Auditors used a benchmark of two months and over, to indicate that a payment was made late.
“The issue of the late payment of salaries and other emoluments to public officers is a major concern and has been a longstanding matter. This negatively impacts employees in the public service and affects a number of temporary and permanent officers who need to wait a considerable time for the payment of salaries, acting allowances or arrears of increments,” Trotman said.
“This situation has caused undue hardship for officers who sometimes receive their salaries for acting assignments long after they become due.
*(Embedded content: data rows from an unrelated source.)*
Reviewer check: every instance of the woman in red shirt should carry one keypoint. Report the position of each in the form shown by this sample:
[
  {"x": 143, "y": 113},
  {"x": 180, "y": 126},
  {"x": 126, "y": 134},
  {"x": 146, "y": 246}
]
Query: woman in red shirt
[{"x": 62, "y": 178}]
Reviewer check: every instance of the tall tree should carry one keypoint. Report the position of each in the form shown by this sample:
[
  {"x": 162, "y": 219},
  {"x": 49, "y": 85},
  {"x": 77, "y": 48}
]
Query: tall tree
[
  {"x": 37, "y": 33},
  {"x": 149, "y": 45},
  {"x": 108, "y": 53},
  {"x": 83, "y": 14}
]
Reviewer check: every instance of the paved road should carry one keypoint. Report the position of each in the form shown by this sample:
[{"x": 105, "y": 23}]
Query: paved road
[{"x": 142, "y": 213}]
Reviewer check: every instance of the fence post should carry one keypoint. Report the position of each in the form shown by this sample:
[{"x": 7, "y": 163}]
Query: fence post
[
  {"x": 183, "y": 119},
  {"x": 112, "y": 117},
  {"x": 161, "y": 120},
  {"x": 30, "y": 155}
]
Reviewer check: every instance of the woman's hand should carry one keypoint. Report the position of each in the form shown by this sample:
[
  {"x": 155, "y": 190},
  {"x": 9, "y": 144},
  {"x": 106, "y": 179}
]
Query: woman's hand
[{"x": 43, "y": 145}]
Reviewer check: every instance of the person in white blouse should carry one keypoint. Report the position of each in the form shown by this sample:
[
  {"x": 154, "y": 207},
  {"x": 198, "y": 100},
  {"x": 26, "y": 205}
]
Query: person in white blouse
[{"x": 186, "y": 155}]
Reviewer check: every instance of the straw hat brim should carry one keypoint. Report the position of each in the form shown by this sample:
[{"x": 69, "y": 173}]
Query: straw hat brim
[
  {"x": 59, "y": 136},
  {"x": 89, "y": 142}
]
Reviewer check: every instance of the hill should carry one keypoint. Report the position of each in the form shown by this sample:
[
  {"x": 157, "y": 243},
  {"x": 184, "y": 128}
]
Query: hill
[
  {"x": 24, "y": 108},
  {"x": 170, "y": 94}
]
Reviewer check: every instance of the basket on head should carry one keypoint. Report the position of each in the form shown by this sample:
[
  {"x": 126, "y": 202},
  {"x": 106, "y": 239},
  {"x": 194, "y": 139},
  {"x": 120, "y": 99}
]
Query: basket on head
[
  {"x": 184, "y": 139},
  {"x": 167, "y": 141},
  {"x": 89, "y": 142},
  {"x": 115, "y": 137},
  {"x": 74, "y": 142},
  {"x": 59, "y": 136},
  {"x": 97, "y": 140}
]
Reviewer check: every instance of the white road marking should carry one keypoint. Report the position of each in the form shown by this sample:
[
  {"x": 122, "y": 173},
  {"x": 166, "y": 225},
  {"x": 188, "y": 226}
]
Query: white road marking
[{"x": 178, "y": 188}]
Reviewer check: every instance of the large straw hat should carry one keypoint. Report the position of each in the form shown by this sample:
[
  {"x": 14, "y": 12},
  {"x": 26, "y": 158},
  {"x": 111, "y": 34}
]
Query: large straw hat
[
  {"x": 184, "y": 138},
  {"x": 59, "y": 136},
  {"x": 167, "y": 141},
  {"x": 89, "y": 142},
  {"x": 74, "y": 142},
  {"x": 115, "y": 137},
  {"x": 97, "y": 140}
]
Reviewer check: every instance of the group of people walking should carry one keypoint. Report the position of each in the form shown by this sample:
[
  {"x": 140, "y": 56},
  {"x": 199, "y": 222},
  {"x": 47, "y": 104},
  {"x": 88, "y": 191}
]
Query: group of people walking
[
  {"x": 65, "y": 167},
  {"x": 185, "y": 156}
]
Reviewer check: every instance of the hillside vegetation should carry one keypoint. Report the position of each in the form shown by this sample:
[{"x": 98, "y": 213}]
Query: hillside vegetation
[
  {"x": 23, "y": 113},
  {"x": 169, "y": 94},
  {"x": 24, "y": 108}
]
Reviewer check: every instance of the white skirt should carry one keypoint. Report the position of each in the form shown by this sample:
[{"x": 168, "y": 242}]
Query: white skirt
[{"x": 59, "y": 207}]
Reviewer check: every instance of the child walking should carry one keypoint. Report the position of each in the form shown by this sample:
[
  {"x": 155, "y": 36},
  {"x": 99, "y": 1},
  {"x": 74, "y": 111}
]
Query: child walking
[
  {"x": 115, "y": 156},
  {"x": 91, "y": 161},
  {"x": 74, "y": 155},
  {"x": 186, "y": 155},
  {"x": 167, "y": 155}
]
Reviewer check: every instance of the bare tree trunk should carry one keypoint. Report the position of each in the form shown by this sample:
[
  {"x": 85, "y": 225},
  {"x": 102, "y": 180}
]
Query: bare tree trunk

A number of steps have been taken to address the issue but have not substantially reduced the occurrence of late payments.”
The audit revealed that the total number of individuals paid late across the public service increased between January 2019 and December 2022, going up from 812 in 2019, to 2 148 in 2022.
Over the period January 1, 2019, to March 2023, the number of workers receiving pay late at least once was 6 211. Between January and March this year alone, 612 people got their salaries late.
Trotman said “based on the current projections, a greater number of persons are likely to be affected in 2023 than in previous years”.
Most of those affected were from the Barbados Police Service (58 per cent), followed by the Primary and Nursery Schools section of the Ministry of Education (18 per cent), and the Psychiatric Hospital (8.6 per cent), the Ministry of Health (6.1 per cent), Barbados Fire Service (5.7 per cent) and Immigration Department (3.4 per cent).
In order for public officers to receive pay, several processes must be followed, including the submission of information from ministries and departments to the Directorate, People Resourcing and Compliance (PRC).
Trotman said a number of factors were found to be negatively impacting the timely payment of salaries, acting allowances and increments for public officers, including the late submission of recommendations by ministries and departments to the PRC; insufficient information being submitted with recommendations for acting assignments; and delays in the approval process.
“In addition, there is the lack of timely action taken by departments to ensure that increments are paid promptly,” he said.
Other inefficiencies that contributed to the late payment of the officers included waiting for physical copies of authority letters and failure to initiate action for increments.
Trotman insisted that “efficient processing is necessary to ensure prompt payment of salaries, acting allowances and increments”.
Among the recommendations, the Barbados Audit Office suggested that the steps within the process for the approval of assignments be reviewed and simplified; the timelines set for the filling of vacancies be adhered to; the Correspondence Management System be reviewed with a view to resolving the issues identified by the users; and the system in the affected organisations be reviewed to see what additional measures are required for improvement.
It was also recommended that the Ministry of the Public Service have a monitoring mechanism and provide monthly reports on the extent of late payments in the various ministries and departments.
In its response, the Ministry of Public Service said some of the recommendations were being examined while others “can be explored”.